Plus the fact that you can call same custom chains from different basic ones still doesn’t change anything about the fact that the configuration is unknitted into the separate chains as it is converted into the netfilter internal form. So if a packet is an input one, it is never matched against any rule in the forward chain and vice versa.

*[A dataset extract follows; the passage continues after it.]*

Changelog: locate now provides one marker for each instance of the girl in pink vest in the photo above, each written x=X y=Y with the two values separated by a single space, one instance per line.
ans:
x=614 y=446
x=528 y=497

@sindy: You’re probably drinking beer not very far from me. But shh, we don’t want anyone to know that we’re slowly taking over the forum (maybe we can accept @CZFan as honorary member, he could be useful, he’s not as much into motorcycles as I initially thought, but other things). :slight_smile:

Correct about firewall. I rarely use shared input/forward subchains myself, but the possibility exists. And I can see how people may think that the matching is done on all rules, with chain as another condition, even though it’s not like that.

O ye of little faith…
Granted it is not the make you were thinking of :slight_smile:
PICT0005-2.jpg

@OP, what do you have connected to the 750. And which ports are they connected to?

Depending on how the 750r3 is configured, i.e. all switched ports will share 1Gb path, if not switched, then ports 1,3 & 5 shares 1Gb path and 2 & 4 shares another 1Gb path, so other devices might interfere with download speeds.

This was the last step that I didn’t know I need to do. Thank you so much!

In fact, only the bold part of @CZFan’s advice above made the difference. As I’ve explained in post #20, the order of rules is crucial but only within each chain, as packets handled by chain=forward never hit any rules in any other chain - they get straight to the topomost rule in chain=forward no matter how many rules in other chains are before that one in the configuration.

Once a packet belonging to a tracked connection matches the conditions of an action=fasttrack-connection rule, most (but not all!) of subsequent packets of that connection aren’t checked by any rule at all - this is the very essence of the fasttracking. Hence the action=fasttrack-connection rule need not necessarily be the very first one in the chain, but it must not be shadowed by other rules matching on the same packets.

I have the exact same issue on hEX S (RB760iGS) running v6.46.4 , which I just installed replacing the provider’s CPE.
FastTrack works fine (validated through IP / Firewall / Connections in WebFig).
Disabling STP doesn’t help.

Is there anything that can be done, or is this the speed limit of the device?

Speed limit of the device is here. If routing properly with fasttrack, you should be able to achieve gigabit with all reasonable packet sizes.

Thanks, I saw that. But the reality with PPPoE for me and others is different.
Given that my main motivation for purchasing this device was gigabit speed with PPPoE, that’s quite a let down.